O colombiano Victor Manrique usou as redes sociais para homenagear a mãe, a irmã e a sobrinha, mortas na queda de um helicóptero durante um voo panorâmico na zona sul do Rio de Janeiro no sábado, 8.
Em uma publicação acompanhada de fotos da viagem da família ao Brasil, ele escreveu: "Sempre as amarei nesta vida e na outra", em referência aos três parentes.
Victor faz parte do grupo de seis turistas colombianos que contratou o passeio. Como a aeronave tinha capacidade para transportar apenas três passageiros por vez, ele aguardava para embarcar no voo seguinte com outros membros da família quando ocorreu o acidente.
Quem são as mãos
As vítimas são Rocio Cubillos , de 59 anos, Wendy Manrique , de 37, e Sofia Murillo , de 17.

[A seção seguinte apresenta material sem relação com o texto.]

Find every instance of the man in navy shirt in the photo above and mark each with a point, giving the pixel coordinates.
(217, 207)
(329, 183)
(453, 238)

Eles embarcaram primeiro no helicóptero, enquanto Victor, a esposa e uma sobrinha planejada no Aeroporto de Jacarepaguá aguardavam o retorno da aeronave para realizar a mesma trajetória.
A viagem ao Rio havia sido organizada para comemorar os 15 anos dessa sobrinha, que não está entre as vítimas.
Homenagem na rede social
Na publicação, Victor enviou imagens de família em pontos turísticos do Rio e agradeceu a oportunidade de terem conhecido o Brasil. Ele também agradeceu às autoridades e às pessoas que prestaram apoio aos familiares após a tragédia.
O post conta com comentários de brasileiros, que prestam homenagem em solidariedade à família. "Estamos profundamente tristes com essa notícia que abalou o Rio de Janeiro", diz um dos comentários. "Sentimos muito a perda de vocês", diz outro.
Investigações continuam
Além das três turistas colombianas, o piloto Alessandro Rocha também está entre as vítimas da queda do helicóptero.
Após o impacto, a aeronave pegou fogo e as denúncias do acidente são investigadas pelo Centro de Investigação e Prevenção de Acidentes Aeronáuticos (Cenipa) , enquanto a Polícia Civil também apura o caso.
Segundo informações da Agência Nacional de Aviação Civil (Anac) ao Estadão, a aeronave possuía certificado de aeronavegabilidade válido e autorização para realizar voos panorâmicos.